King also spent his 87th birthday in November 2020 in the hospital. He was treated for a blood-flow issue and released, The New York Post‘s Page Six reported.
He was hospitalized for chest pain in April 2019. “On the morning of Thursday, April 23, Larry King was scheduled for an angioplasty,” the television veteran’s rep said in a statement days after the incident. “Before his scheduled procedure, he experienced angina and went to the hospital early to be examined. His doctor successfully performed the angioplasty and inserted stents to reopen the previous bypass from 1987.”

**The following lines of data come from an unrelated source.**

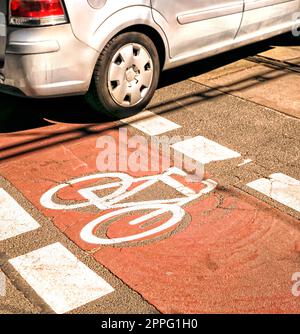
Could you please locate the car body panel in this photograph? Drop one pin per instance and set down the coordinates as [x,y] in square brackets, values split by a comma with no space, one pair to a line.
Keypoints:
[59,60]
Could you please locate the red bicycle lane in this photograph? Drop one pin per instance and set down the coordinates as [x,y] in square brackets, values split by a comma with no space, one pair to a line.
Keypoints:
[232,254]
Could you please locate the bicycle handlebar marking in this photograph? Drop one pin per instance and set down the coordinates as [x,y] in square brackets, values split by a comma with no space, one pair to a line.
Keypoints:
[116,201]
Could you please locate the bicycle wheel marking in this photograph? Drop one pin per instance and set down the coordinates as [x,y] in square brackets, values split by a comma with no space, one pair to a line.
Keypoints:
[116,205]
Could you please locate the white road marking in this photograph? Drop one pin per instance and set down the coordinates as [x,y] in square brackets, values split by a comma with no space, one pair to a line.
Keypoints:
[116,200]
[14,220]
[204,150]
[60,279]
[151,124]
[281,188]
[246,162]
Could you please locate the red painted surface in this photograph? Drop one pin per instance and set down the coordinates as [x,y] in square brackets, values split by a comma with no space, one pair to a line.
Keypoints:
[237,254]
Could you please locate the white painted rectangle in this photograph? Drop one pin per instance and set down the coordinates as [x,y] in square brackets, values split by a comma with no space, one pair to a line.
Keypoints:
[281,188]
[60,279]
[151,124]
[14,220]
[204,150]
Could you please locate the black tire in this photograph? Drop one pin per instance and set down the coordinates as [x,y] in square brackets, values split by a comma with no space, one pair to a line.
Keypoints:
[99,96]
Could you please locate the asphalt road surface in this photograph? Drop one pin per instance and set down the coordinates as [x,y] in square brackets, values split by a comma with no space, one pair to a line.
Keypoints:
[229,243]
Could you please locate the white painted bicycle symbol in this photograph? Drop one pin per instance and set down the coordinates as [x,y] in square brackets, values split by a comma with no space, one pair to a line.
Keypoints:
[121,192]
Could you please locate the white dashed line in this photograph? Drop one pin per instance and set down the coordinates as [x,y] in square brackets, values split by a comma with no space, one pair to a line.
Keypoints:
[281,188]
[14,220]
[151,124]
[60,279]
[204,150]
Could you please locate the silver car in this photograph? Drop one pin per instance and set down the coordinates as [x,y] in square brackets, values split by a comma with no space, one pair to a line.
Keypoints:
[113,51]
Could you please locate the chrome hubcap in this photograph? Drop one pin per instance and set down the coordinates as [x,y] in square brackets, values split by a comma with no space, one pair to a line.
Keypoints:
[130,75]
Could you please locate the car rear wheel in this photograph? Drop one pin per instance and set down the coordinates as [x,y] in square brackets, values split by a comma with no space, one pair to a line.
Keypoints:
[125,77]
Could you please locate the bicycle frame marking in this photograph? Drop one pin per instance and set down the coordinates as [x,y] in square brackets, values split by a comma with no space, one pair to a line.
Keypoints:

The statement continued, noting that King had been “recuperating” and “doctors [expected] him to make a full recovery.” The rep also denied reports of the My Remarkable Journey author having a heart attack or going into cardiac arrest.
In March of that same year, King suffered a near-fatal stroke that left him in a coma. Speaking with Dr. Robi Ludwig on her YouTube show, he revealed how dire the situation was.
“I was in a coma, and I can’t remember anything. I see pictures of myself in the ICU and I can’t believe it. That I was in that bad a shape. I was really in bad shape,” he said in September 2020. “The last I remember is that I was driving to the doctor’s office on a regular appointment and then five or six days later I’m in intensive care. Don’t know how I got there, don’t know what I’m doing there.
King told Robi he considered suicide after the health scare.
“I said to my 21-year-old son, ‘I want to buy it. Can you find me a pill with which I can just exit the planet? I’m ready to go, I want to go,'” he recalled, noting that his son’s “indomitable spirit” helped him push through.
The former Larry King Live host previously suffered a major heart attack in February 1987 and underwent a quadruple bypass surgery months after being diagnosed with type 2 diabetes. He went on to write two books about his battle with heart disease, titled Mr. King, You’re Having a Heart Attack (1989) and Taking on Heart Disease (2004). He has also survived bouts with prostate and lung cancer.
King tied the knot eight times. He was previously married to Freda Miller in 1952, Annette Kaye in 1961, Alene Akins from 1961 to 1963, Mickey Sutphin from 1963 to 1967, Alene Akins again from 1967 to 1972, Sharon Lepore from 1976 to 1983, and Julie Alexander from 1989 to 1992.
King is survived by his estranged wife, Shawn — whom he married in 1997 but filed for divorce from in 2019 — three of his five children, Larry Jr., Cannon and Chance, nine grandchildren and four great-grandchildren. Children Chaia, 51, and Andy, 65, preceded him in death.